Perdebatan sengit itu saya akhiri dengan pernyataan paling atas, kemudian keluar ruang rapat. Di akhir rapat pemimpin redaksi memberitahu saya bahwa ia memutuskan tetap pada pola pemberitaan yang sebelumnya yang tak memanas-manasi. Kepentingan omzet dan laba harus mengalah dulu. Saya bersyukur. Di akhir tahun, ia menyerahkan jabatannya kepada saya yang saat itu masih berusia 27 tahun.
JURNALISME 'WHAT NEXT?'
Hidup di daerah dengan potensi letupan antaretnis seperti di Kaltim sebagai seorang wartawan, sangat membantu saya mengasah kepekaan. Setiap tahun rata-rata terjadi 3-4 kali letupan serupa dalam berbagai skala. Menulis dan menyunting berita tak cukup lagi 5W1H (what, who, why, when, where, how). Tapi yang terpenting adalah 'what next'. Apa yang akan terjadi setelah berita terbit. 'What next' memerlukan visi, cita-cita, analisa, kepekaan dan kearifan. 5W1H adalah wilayah kompetensi seorang wartawan. Sedangkan 'What next' adalah wilayah moral, kecerdasan sekaligus kecerdikan.

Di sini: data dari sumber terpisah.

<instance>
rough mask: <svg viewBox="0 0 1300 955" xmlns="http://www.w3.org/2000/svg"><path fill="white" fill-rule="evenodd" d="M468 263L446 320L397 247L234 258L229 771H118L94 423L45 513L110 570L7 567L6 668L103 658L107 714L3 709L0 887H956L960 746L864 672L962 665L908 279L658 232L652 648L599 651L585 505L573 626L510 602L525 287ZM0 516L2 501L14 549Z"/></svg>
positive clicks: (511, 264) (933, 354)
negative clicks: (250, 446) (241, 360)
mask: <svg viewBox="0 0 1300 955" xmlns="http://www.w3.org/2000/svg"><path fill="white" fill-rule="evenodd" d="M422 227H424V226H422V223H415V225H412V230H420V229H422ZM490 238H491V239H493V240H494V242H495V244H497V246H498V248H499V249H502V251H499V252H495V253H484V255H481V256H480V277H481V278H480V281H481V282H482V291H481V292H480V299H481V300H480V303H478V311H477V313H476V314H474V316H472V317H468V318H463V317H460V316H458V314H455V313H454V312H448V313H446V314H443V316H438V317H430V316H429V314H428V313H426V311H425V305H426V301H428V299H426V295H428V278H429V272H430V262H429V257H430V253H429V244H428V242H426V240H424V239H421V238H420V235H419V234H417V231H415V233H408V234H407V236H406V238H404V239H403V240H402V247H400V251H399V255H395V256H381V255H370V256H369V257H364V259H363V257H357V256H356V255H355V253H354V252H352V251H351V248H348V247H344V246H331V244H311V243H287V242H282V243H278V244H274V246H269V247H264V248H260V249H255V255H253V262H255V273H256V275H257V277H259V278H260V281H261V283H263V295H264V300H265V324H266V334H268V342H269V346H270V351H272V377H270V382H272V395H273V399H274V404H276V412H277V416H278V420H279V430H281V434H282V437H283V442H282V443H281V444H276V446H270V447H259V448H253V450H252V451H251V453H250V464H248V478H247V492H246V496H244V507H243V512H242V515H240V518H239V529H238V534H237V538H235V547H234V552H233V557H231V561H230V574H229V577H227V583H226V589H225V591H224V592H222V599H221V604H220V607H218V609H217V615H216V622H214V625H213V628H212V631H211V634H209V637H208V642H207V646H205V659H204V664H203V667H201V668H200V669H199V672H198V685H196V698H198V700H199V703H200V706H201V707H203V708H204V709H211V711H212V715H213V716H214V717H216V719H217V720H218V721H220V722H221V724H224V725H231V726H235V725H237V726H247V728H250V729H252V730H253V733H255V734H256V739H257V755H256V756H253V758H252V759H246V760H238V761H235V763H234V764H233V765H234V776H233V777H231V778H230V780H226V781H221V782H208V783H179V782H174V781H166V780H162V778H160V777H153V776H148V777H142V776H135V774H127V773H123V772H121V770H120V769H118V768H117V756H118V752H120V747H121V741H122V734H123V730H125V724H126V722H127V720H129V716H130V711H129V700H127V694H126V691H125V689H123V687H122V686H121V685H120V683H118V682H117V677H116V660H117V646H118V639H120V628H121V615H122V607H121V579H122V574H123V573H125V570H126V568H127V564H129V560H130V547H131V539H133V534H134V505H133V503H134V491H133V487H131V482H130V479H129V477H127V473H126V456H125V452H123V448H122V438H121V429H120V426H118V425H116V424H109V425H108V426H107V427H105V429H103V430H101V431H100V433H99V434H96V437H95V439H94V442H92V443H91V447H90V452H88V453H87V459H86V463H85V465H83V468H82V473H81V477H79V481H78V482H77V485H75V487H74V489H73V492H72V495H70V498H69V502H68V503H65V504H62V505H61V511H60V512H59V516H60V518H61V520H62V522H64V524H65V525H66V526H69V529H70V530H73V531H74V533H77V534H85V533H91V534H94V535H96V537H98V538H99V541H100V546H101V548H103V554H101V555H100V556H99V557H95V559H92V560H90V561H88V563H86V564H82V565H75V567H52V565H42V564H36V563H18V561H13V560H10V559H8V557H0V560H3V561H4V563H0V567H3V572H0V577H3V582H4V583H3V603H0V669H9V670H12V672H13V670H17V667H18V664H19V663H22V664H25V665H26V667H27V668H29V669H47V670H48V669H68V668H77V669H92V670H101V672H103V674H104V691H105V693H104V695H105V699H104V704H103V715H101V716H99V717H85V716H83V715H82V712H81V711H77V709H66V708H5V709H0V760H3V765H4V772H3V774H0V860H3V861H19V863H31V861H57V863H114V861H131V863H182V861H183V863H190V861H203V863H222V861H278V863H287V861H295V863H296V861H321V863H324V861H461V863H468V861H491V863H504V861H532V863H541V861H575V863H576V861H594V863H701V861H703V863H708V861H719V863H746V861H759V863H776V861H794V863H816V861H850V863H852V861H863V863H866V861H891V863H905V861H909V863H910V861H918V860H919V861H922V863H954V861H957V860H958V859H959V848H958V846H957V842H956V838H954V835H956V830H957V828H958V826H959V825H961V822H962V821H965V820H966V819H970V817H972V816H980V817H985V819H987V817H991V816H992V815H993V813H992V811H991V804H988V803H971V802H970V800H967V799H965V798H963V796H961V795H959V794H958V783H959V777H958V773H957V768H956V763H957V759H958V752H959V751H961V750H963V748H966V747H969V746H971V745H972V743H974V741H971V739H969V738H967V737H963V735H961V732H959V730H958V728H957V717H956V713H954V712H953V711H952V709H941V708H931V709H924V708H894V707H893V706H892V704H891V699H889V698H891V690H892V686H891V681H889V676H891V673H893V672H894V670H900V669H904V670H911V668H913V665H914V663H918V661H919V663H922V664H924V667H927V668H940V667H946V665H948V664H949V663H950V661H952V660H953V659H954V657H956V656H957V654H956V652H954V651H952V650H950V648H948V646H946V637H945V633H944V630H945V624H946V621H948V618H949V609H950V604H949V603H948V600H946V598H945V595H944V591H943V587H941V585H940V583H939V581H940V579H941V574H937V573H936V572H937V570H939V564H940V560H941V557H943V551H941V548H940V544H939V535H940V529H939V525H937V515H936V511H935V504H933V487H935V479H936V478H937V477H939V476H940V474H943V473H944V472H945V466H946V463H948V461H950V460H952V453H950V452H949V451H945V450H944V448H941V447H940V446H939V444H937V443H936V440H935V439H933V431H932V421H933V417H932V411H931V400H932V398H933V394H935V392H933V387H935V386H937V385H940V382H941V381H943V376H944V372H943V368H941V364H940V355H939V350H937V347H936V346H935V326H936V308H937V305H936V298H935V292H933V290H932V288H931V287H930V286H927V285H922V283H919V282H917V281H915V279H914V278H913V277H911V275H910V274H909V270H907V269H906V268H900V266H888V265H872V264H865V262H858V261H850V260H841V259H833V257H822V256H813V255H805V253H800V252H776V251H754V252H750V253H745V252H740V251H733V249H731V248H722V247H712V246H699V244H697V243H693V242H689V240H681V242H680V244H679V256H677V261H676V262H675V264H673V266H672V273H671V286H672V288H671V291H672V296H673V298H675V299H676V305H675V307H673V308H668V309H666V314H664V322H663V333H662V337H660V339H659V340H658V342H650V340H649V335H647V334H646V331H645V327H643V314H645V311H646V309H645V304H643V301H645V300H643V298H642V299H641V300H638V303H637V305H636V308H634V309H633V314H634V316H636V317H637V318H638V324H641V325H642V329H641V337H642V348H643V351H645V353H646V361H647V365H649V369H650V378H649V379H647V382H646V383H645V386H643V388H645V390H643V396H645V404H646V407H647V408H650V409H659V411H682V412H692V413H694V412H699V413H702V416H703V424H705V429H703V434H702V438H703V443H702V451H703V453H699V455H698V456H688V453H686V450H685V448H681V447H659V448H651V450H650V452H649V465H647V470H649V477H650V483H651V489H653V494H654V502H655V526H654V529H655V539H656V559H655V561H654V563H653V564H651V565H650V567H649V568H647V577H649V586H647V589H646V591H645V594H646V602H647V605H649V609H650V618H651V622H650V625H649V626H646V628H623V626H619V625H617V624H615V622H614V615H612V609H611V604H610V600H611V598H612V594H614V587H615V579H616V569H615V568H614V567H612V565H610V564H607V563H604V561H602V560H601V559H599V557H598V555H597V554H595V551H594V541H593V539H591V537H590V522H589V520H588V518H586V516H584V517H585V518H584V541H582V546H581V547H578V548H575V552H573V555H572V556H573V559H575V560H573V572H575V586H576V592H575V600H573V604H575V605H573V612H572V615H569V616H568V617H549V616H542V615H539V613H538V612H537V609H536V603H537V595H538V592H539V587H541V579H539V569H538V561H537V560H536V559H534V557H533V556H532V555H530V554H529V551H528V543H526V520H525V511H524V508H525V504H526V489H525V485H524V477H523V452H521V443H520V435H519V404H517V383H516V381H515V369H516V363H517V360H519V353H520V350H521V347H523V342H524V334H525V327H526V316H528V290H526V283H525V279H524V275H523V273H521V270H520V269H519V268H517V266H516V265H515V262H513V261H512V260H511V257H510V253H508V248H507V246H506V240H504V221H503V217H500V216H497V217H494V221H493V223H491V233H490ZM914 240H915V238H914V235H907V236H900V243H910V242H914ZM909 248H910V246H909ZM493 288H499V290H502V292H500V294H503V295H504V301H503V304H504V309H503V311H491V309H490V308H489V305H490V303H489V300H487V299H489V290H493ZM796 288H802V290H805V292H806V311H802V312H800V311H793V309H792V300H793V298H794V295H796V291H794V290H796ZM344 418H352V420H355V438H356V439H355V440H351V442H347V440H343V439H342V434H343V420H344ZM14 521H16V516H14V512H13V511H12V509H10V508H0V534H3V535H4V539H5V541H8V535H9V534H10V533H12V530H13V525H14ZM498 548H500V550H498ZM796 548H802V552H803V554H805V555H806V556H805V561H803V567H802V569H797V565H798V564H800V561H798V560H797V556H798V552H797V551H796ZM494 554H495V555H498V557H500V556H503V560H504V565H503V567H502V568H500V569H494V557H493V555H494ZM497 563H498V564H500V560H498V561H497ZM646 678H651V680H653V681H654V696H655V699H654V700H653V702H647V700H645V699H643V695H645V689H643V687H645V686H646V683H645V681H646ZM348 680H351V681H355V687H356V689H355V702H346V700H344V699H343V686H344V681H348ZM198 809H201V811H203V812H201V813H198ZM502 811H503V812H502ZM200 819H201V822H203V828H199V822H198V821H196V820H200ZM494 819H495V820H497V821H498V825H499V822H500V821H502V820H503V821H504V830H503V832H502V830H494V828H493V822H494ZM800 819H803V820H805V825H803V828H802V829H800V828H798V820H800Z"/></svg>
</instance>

Kawan-kawan reporter atau kontributor Kaltim dari media Jakarta sering mengeluh. Laporan yang menyangkut konflik antaretnis yang mereka kirim ke redaktur di Jakarta seringkali diterbitkan 'sangat apa adanya'. Jadi, seringkali berita online tentang konflik antaretnis di Kaltim diberitakan sangat bombastis di media online Jakarta. Meski prihatin, saya maklum karena petinggi atau redaktur perusahaan berita tidak bersentuhan langsung dengan situasi riil. Mereka tak punya kepekaan, atau mungkin tak punya kepedulian bila berita itu bisa jadi bahan bakar tambahan kemarahan di lapangan.
Dalam teori klasik jurnalistik yang menekankan penyajian fakta apa adanya, itu tidak salah. Tapi jurnalistik juga mengajarkan nilai sebuah fakta. Kalau Anda punya istri 4 lalu menabrak orang di jalan, tentu akan menganggap judul ini sampah: "Seorang Pria Beristri 4 Menabrak Orang sampai Tewas". Anda punya istri 4, itu fakta. Tapi dalam peristiwa yang diberitakan, fakta itu tak bernilai -- meski ia eye catching. Dalam kasus konflik antaretnis, nilai fakta itu ditimbang secara cermat dampaknya. Nilai fakta itu adalah pergulatan moral bagi mereka yang membuat laporan dan menyunting berita. Bagi perusahaan media, nilai fakta itu adalah ujian bagi cita-cita media itu sendiri.